Much of the problem stems from the fact that these data are being collected from satellite imaging that was meant for other purposes, and most data-collecting satellites lack the instrumentation required to more accurately detect emissions of artificial light. These satellite sensors are only able to pick up the presence of exterior lights that mark the presence of streets, parking lots, rooftops, traffic stops, and vehicle traffic. As a result, these data provide reasonable measurements of light coming off of buildings and infrastructure but have real trouble quantifying what exactly is going on inside these buildings. As the MPI study notes, while satellites can find
"lampposts at a factory’s parking lot, the satellites cannot detect light use inside a cavernous production plant, whether mostly empty or running at full capacity. Nor can the satellite’s sensors pick up the light emitted from offices in buildings, or distinguish between buildings with offices staffed by high-valued software developers and one crowded with textile workers."
The luminosity data coming from the existing satellites also run into trouble distinguishing areas of extremely low development from areas with no development at all, often interpreting these low levels of light as just noise, unable to be differentiated from zero.
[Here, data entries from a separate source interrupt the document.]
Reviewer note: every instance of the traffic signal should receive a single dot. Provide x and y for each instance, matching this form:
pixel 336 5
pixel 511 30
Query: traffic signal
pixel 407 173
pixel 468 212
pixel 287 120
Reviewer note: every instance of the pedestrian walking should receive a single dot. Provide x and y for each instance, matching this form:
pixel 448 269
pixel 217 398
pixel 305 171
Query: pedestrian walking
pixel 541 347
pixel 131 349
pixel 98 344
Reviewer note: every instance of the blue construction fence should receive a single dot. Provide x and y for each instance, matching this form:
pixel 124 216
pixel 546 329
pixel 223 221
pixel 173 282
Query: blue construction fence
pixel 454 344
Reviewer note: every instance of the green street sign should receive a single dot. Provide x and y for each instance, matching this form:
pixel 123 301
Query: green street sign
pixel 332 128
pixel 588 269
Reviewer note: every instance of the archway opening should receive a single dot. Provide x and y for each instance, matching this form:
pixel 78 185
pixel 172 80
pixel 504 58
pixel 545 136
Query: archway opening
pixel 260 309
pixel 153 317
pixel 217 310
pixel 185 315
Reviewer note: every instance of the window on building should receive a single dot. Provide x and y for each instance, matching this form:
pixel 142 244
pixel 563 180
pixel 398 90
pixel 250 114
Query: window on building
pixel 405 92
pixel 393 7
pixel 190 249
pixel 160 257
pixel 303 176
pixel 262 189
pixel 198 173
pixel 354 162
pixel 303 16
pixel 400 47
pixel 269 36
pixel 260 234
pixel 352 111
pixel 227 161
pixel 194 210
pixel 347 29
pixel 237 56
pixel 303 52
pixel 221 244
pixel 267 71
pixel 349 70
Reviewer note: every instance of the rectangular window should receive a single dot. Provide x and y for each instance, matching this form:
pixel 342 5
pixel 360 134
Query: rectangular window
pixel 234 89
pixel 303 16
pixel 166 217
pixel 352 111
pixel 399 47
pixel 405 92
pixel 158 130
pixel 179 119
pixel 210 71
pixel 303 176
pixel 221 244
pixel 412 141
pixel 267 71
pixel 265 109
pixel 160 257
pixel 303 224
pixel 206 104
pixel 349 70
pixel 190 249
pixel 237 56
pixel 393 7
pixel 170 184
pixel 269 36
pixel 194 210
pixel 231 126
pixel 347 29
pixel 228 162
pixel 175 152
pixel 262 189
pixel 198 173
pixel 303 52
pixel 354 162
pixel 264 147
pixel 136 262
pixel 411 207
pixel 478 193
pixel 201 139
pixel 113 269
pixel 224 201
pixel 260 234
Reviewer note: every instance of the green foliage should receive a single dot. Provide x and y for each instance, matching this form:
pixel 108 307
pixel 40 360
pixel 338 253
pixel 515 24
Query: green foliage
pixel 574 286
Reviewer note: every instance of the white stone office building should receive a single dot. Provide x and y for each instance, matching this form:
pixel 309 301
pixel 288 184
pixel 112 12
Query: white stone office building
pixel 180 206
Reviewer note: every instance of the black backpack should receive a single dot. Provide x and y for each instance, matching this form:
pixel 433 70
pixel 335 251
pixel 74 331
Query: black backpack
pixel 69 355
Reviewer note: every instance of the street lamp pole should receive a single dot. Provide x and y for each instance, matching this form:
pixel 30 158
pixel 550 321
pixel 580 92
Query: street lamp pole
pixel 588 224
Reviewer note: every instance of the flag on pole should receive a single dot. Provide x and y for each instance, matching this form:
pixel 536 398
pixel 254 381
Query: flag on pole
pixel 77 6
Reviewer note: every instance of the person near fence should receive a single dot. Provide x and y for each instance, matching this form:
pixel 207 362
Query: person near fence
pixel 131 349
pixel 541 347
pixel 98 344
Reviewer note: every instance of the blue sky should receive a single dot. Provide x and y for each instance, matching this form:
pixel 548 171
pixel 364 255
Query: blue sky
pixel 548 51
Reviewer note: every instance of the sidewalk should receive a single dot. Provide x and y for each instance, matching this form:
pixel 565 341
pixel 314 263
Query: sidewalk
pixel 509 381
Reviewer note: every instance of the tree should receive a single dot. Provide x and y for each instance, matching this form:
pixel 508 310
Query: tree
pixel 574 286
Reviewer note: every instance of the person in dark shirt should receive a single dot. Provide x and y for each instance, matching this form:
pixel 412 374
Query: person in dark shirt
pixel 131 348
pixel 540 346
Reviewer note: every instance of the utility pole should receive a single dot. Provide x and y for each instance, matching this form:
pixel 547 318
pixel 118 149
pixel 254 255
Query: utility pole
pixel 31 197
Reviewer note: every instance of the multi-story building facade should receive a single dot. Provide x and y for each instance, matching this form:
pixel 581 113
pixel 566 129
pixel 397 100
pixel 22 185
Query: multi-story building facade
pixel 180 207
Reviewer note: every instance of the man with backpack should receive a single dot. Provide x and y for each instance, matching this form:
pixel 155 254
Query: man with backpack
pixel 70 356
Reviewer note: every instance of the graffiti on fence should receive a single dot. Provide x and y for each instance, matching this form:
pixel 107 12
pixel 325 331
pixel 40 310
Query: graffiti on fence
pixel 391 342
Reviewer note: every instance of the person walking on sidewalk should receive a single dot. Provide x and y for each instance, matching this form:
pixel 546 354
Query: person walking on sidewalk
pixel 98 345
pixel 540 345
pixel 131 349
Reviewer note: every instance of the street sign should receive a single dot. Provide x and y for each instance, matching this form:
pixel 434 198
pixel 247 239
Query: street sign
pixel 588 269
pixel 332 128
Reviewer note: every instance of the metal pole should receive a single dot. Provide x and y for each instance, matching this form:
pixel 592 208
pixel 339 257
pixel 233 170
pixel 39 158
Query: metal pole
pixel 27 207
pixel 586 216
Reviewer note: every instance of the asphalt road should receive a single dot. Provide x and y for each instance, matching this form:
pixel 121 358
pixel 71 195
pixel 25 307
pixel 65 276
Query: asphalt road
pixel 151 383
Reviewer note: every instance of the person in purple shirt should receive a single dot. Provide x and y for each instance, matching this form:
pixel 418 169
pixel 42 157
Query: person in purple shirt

In places of higher development, light saturation can have the opposite effect, leading to overestimates of economic data.
But improvements in satellite technology may well allow us to more accurately use light images to detect and estimate urban economic activity. A dedicated instrument—the Visible Infrared Imaging Radiometer Suite—has recently been put into orbit on board the Suomi satellite. It promises to greatly improve the ability of urban researchers to use satellite images to provide more accurate estimates of economic activity for the cities and regions of the world.
Having more reliable, systematic, and comparable data would greatly improve our ability to plan for the ongoing wave of urbanization occurring especially in the developing world, where little if any data is available. It would enable us to more wisely spend the tens of trillions dollars that we will dedicate to building new cities and retrofitting old ones as billions more people head to urban centers over the next century. Getting the satellite luminosity data right could help us better understand what works and what doesn’t in terms of urban development, why some places grow while others stagnate, and what we can do to accelerate and advance the connection between urbanization, economic growth and rising living standards.